Consumer Protection (and Overview)

Many may wonder what link exists between intellectual property and consumer protection to warrant our review of the laws relating to the latter in this series. Before we examine the link between these two areas and the relevance to intellectual property, a brief definition of the key terms is necessary.

Consumer protection is the term used to describe the series of efforts by government, organizations and individuals to assert, protect, and implement the rights of consumers. A consumer is anyone who buys or uses goods and services. According to Consumer International, a United Kingdom based international federation of consumer protection organizations, there are 8 basic rights of a consumer namely:

  • The right to satisfaction of basic needs
  • The right to safety
  • The right to choose
  • The right to be heard
  • The right to redress
  • The right to consumer education and
  • The right to a healthy environment.

The laws which regulate the protection and enforcement of these rights are known as consumer protection laws. Any law which is designed to protect consumers from unfair trade practices, dangerous or unsatisfactory goods or educate the consumer on his rights and remedies is a consumer protection legislation.

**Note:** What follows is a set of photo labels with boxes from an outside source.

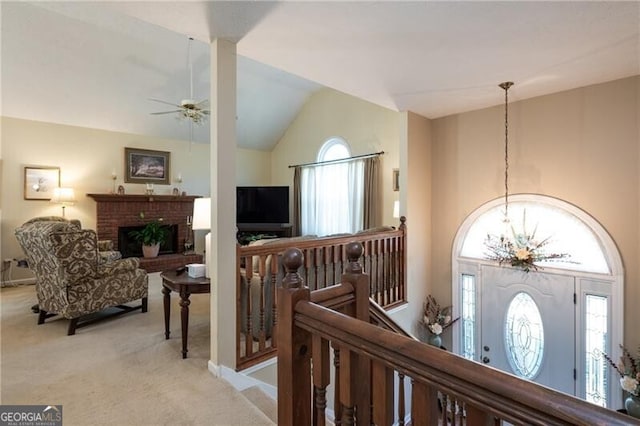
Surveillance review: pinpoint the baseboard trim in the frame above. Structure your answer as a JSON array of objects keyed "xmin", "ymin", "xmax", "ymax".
[
  {"xmin": 0, "ymin": 278, "xmax": 36, "ymax": 287},
  {"xmin": 208, "ymin": 360, "xmax": 278, "ymax": 401}
]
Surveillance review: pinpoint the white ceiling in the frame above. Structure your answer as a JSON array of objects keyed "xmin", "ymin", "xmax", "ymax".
[{"xmin": 1, "ymin": 1, "xmax": 640, "ymax": 149}]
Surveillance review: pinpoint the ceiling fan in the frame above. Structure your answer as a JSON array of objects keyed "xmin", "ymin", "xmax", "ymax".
[{"xmin": 149, "ymin": 37, "xmax": 210, "ymax": 124}]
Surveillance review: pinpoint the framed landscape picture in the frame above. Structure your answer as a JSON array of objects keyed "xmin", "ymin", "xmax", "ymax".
[
  {"xmin": 124, "ymin": 148, "xmax": 171, "ymax": 185},
  {"xmin": 24, "ymin": 166, "xmax": 60, "ymax": 200}
]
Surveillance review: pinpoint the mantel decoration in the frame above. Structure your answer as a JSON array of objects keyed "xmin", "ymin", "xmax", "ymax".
[
  {"xmin": 484, "ymin": 81, "xmax": 569, "ymax": 272},
  {"xmin": 603, "ymin": 345, "xmax": 640, "ymax": 418},
  {"xmin": 422, "ymin": 295, "xmax": 460, "ymax": 347}
]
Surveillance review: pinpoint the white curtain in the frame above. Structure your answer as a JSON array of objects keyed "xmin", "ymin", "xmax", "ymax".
[{"xmin": 300, "ymin": 160, "xmax": 364, "ymax": 236}]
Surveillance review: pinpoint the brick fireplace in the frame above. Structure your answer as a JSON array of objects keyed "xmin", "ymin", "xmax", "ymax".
[{"xmin": 87, "ymin": 194, "xmax": 202, "ymax": 272}]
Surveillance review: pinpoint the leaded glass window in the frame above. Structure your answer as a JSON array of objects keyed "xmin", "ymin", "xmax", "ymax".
[
  {"xmin": 585, "ymin": 294, "xmax": 608, "ymax": 407},
  {"xmin": 461, "ymin": 274, "xmax": 476, "ymax": 359},
  {"xmin": 504, "ymin": 292, "xmax": 544, "ymax": 380}
]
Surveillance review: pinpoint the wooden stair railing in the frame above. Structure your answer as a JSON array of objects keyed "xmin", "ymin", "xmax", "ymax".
[
  {"xmin": 236, "ymin": 217, "xmax": 407, "ymax": 370},
  {"xmin": 276, "ymin": 243, "xmax": 640, "ymax": 426}
]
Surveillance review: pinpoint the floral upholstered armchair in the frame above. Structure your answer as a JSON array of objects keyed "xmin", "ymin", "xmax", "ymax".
[{"xmin": 15, "ymin": 220, "xmax": 148, "ymax": 335}]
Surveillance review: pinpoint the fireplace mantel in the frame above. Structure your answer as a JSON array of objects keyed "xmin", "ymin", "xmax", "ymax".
[
  {"xmin": 87, "ymin": 194, "xmax": 202, "ymax": 272},
  {"xmin": 87, "ymin": 194, "xmax": 200, "ymax": 203}
]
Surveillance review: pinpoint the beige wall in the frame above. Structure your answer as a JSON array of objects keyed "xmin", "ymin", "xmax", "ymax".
[
  {"xmin": 394, "ymin": 112, "xmax": 433, "ymax": 338},
  {"xmin": 236, "ymin": 148, "xmax": 271, "ymax": 186},
  {"xmin": 1, "ymin": 117, "xmax": 209, "ymax": 279},
  {"xmin": 430, "ymin": 77, "xmax": 640, "ymax": 348},
  {"xmin": 271, "ymin": 89, "xmax": 400, "ymax": 225}
]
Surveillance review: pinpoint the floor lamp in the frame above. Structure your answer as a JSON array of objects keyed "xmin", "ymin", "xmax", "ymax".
[{"xmin": 191, "ymin": 198, "xmax": 211, "ymax": 278}]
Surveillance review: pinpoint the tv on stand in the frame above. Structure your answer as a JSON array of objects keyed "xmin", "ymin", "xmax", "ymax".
[{"xmin": 236, "ymin": 186, "xmax": 291, "ymax": 242}]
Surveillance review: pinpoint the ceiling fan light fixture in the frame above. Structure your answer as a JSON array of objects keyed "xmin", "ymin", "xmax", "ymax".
[{"xmin": 150, "ymin": 37, "xmax": 209, "ymax": 124}]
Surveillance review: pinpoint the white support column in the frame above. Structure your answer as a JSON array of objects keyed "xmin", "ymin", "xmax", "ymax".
[{"xmin": 210, "ymin": 39, "xmax": 236, "ymax": 368}]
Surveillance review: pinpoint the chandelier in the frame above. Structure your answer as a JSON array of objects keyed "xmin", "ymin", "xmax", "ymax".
[{"xmin": 484, "ymin": 81, "xmax": 569, "ymax": 272}]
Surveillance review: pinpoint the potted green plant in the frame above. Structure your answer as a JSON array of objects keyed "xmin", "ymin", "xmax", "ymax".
[{"xmin": 129, "ymin": 219, "xmax": 168, "ymax": 257}]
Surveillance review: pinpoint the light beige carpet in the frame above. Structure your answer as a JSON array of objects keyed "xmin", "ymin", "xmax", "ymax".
[{"xmin": 0, "ymin": 274, "xmax": 274, "ymax": 426}]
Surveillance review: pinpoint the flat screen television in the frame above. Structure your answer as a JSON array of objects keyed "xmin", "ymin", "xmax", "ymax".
[{"xmin": 236, "ymin": 186, "xmax": 289, "ymax": 223}]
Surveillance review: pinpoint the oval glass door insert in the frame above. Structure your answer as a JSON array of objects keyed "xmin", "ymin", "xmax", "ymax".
[{"xmin": 504, "ymin": 292, "xmax": 544, "ymax": 380}]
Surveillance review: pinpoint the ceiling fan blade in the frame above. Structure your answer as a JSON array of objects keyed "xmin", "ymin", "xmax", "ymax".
[
  {"xmin": 149, "ymin": 109, "xmax": 182, "ymax": 115},
  {"xmin": 149, "ymin": 98, "xmax": 182, "ymax": 108}
]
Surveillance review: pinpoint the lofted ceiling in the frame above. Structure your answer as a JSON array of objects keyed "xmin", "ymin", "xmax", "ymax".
[{"xmin": 0, "ymin": 1, "xmax": 640, "ymax": 150}]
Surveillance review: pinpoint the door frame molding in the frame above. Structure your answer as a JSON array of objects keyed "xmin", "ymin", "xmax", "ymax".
[{"xmin": 451, "ymin": 194, "xmax": 624, "ymax": 404}]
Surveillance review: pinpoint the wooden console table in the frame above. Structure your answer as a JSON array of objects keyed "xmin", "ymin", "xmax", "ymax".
[{"xmin": 160, "ymin": 269, "xmax": 211, "ymax": 359}]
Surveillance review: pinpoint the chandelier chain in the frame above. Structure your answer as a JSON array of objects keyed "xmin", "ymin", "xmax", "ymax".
[{"xmin": 499, "ymin": 81, "xmax": 513, "ymax": 222}]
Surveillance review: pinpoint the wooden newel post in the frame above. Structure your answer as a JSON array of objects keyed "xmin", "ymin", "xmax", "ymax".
[
  {"xmin": 342, "ymin": 242, "xmax": 371, "ymax": 425},
  {"xmin": 344, "ymin": 241, "xmax": 364, "ymax": 274},
  {"xmin": 276, "ymin": 248, "xmax": 311, "ymax": 426}
]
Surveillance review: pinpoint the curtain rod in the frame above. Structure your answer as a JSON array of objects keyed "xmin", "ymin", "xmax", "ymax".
[{"xmin": 289, "ymin": 151, "xmax": 384, "ymax": 169}]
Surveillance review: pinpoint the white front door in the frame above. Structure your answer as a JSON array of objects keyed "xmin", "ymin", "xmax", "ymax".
[{"xmin": 480, "ymin": 266, "xmax": 576, "ymax": 395}]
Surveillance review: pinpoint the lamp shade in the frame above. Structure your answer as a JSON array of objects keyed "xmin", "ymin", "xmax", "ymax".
[
  {"xmin": 191, "ymin": 198, "xmax": 211, "ymax": 230},
  {"xmin": 393, "ymin": 200, "xmax": 400, "ymax": 219},
  {"xmin": 51, "ymin": 188, "xmax": 76, "ymax": 206}
]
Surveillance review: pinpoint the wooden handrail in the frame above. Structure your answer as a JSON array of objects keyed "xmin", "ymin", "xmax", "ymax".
[
  {"xmin": 236, "ymin": 217, "xmax": 407, "ymax": 370},
  {"xmin": 294, "ymin": 301, "xmax": 631, "ymax": 425}
]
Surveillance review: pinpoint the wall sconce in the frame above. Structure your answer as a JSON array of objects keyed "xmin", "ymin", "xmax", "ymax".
[{"xmin": 51, "ymin": 188, "xmax": 76, "ymax": 217}]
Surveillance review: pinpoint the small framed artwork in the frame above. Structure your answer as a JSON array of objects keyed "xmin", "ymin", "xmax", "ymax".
[
  {"xmin": 124, "ymin": 148, "xmax": 171, "ymax": 185},
  {"xmin": 392, "ymin": 169, "xmax": 400, "ymax": 191},
  {"xmin": 24, "ymin": 166, "xmax": 60, "ymax": 200}
]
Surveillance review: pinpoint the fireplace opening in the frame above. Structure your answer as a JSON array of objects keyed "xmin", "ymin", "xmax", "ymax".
[{"xmin": 118, "ymin": 225, "xmax": 178, "ymax": 257}]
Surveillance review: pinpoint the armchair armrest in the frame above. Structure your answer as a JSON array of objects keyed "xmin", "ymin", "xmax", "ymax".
[{"xmin": 98, "ymin": 257, "xmax": 140, "ymax": 276}]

Consumer Protection and IP

Although the connection between intellectual property and consumer protection may appear blurred, both concepts are interrelated and interconnected. Intellectual property law may be described as the body of laws which protects original ideas and creations which have been manifested and fixed in a tangible medium of expression. It covers trademarks, copyright and patents.

Consumer protection laws seek to protect consumers of products and services and this is an indirect protection of intellectual property. A clear example is in the rationale behind trademark protection. A trademark is a mark or symbol identifying or distinguishing the goods or service of one producer from those of another. The trademark stands as a mark of quality which the consumer can rely on.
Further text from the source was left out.